KVM: MMU: Add tracepoint for guest page aging
[safe/jmp/linux-2.6] / arch / x86 / kvm / mmu.c
index 4f5508c..7397932 100644 (file)
@@ -18,6 +18,7 @@
  */
 
 #include "mmu.h"
+#include "x86.h"
 #include "kvm_cache_regs.h"
 
 #include <linux/kvm_host.h>
@@ -150,6 +151,9 @@ module_param(oos_shadow, bool, 0644);
 #define ACC_USER_MASK    PT_USER_MASK
 #define ACC_ALL          (ACC_EXEC_MASK | ACC_WRITE_MASK | ACC_USER_MASK)
 
+#include <trace/events/kvm.h>
+
+#undef TRACE_INCLUDE_FILE
 #define CREATE_TRACE_POINTS
 #include "mmutrace.h"
 
@@ -226,7 +230,7 @@ EXPORT_SYMBOL_GPL(kvm_mmu_set_mask_ptes);
 
 static int is_write_protection(struct kvm_vcpu *vcpu)
 {
-       return vcpu->arch.cr0 & X86_CR0_WP;
+       return kvm_read_cr0_bits(vcpu, X86_CR0_WP);
 }
 
 static int is_cpuid_PSE36(void)
@@ -236,7 +240,7 @@ static int is_cpuid_PSE36(void)
 
 static int is_nx(struct kvm_vcpu *vcpu)
 {
-       return vcpu->arch.shadow_efer & EFER_NX;
+       return vcpu->arch.efer & EFER_NX;
 }
 
 static int is_shadow_present_pte(u64 pte)

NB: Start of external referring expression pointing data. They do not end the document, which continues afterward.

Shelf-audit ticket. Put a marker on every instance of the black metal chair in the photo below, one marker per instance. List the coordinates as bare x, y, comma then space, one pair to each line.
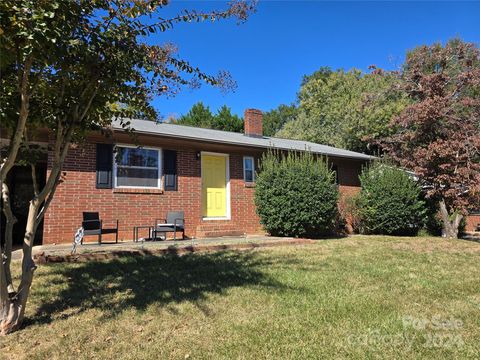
175, 222
92, 225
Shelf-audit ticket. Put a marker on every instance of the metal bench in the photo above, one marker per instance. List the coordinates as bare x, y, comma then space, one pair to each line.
92, 225
175, 222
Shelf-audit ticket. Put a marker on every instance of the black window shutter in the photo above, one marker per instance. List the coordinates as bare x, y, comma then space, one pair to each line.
104, 166
170, 170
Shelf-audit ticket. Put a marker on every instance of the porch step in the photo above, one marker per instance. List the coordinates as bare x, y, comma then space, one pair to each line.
218, 230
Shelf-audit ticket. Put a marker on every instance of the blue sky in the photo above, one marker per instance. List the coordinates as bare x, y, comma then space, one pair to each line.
284, 40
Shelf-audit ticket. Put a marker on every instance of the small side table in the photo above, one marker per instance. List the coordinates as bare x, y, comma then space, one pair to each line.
136, 228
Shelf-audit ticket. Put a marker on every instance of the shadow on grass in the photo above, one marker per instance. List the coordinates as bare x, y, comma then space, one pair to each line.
137, 282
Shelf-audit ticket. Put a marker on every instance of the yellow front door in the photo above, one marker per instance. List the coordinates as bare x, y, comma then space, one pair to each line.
214, 185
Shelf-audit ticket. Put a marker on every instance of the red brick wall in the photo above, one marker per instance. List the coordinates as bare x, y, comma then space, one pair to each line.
141, 207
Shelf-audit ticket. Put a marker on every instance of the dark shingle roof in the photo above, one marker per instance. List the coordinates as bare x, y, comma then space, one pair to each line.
232, 138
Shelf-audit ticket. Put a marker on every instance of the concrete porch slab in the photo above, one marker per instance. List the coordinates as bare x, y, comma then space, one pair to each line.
93, 251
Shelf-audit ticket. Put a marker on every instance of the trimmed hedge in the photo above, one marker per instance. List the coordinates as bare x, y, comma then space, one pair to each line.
389, 202
296, 195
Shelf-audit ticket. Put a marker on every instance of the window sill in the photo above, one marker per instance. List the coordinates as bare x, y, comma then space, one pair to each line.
137, 191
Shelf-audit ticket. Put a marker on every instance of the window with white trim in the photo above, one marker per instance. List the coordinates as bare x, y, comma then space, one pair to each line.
137, 167
248, 169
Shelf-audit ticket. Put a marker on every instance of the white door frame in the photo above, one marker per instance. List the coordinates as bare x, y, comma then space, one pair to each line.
227, 169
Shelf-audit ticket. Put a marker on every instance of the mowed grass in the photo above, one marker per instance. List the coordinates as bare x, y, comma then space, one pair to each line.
345, 298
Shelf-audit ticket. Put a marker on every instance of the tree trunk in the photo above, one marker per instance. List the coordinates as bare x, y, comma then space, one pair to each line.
15, 303
9, 223
450, 223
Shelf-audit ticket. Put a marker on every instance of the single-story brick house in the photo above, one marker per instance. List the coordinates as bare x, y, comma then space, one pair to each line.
209, 174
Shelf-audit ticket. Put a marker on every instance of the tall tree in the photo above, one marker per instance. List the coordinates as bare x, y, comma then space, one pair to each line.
438, 137
346, 109
69, 66
201, 116
198, 116
274, 119
225, 120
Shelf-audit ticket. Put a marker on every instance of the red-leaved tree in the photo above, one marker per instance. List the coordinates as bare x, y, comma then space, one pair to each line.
438, 136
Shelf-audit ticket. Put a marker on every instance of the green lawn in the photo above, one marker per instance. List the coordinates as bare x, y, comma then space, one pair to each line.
361, 297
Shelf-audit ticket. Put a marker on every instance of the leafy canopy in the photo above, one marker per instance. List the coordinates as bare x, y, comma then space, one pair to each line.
438, 136
389, 202
296, 195
201, 116
275, 119
345, 109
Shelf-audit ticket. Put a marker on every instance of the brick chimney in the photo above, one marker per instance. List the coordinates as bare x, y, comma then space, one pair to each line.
253, 123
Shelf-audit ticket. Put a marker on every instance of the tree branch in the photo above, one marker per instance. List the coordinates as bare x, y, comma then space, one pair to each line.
9, 161
10, 222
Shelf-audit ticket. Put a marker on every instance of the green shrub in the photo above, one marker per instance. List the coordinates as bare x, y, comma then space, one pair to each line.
389, 202
434, 224
296, 195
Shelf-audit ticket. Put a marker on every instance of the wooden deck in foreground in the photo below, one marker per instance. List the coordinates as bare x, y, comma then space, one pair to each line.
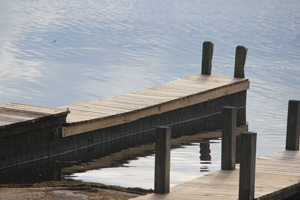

@@ -250,7 +254,7 @@ static int is_large_pte(u64 pte)
        return pte & PT_PAGE_SIZE_MASK;
 }
 
-static int is_writeble_pte(unsigned long pte)
+static int is_writable_pte(unsigned long pte)
 {
        return pte & PT_WRITABLE_MASK;
 }
@@ -467,24 +471,10 @@ static int has_wrprotected_page(struct kvm *kvm,
 
 static int host_mapping_level(struct kvm *kvm, gfn_t gfn)
 {
-       unsigned long page_size = PAGE_SIZE;
-       struct vm_area_struct *vma;
-       unsigned long addr;
+       unsigned long page_size;
        int i, ret = 0;
 
-       addr = gfn_to_hva(kvm, gfn);
-       if (kvm_is_error_hva(addr))
-               return PT_PAGE_TABLE_LEVEL;
-
-       down_read(&current->mm->mmap_sem);
-       vma = find_vma(current->mm, addr);
-       if (!vma)
-               goto out;
-
-       page_size = vma_kernel_pagesize(vma);
-
-out:
-       up_read(&current->mm->mmap_sem);
+       page_size = kvm_host_page_size(kvm, gfn);
 
        for (i = PT_PAGE_TABLE_LEVEL;
             i < (PT_PAGE_TABLE_LEVEL + KVM_NR_PAGE_SIZES); ++i) {
@@ -632,7 +622,7 @@ static void rmap_remove(struct kvm *kvm, u64 *spte)
        pfn = spte_to_pfn(*spte);
        if (*spte & shadow_accessed_mask)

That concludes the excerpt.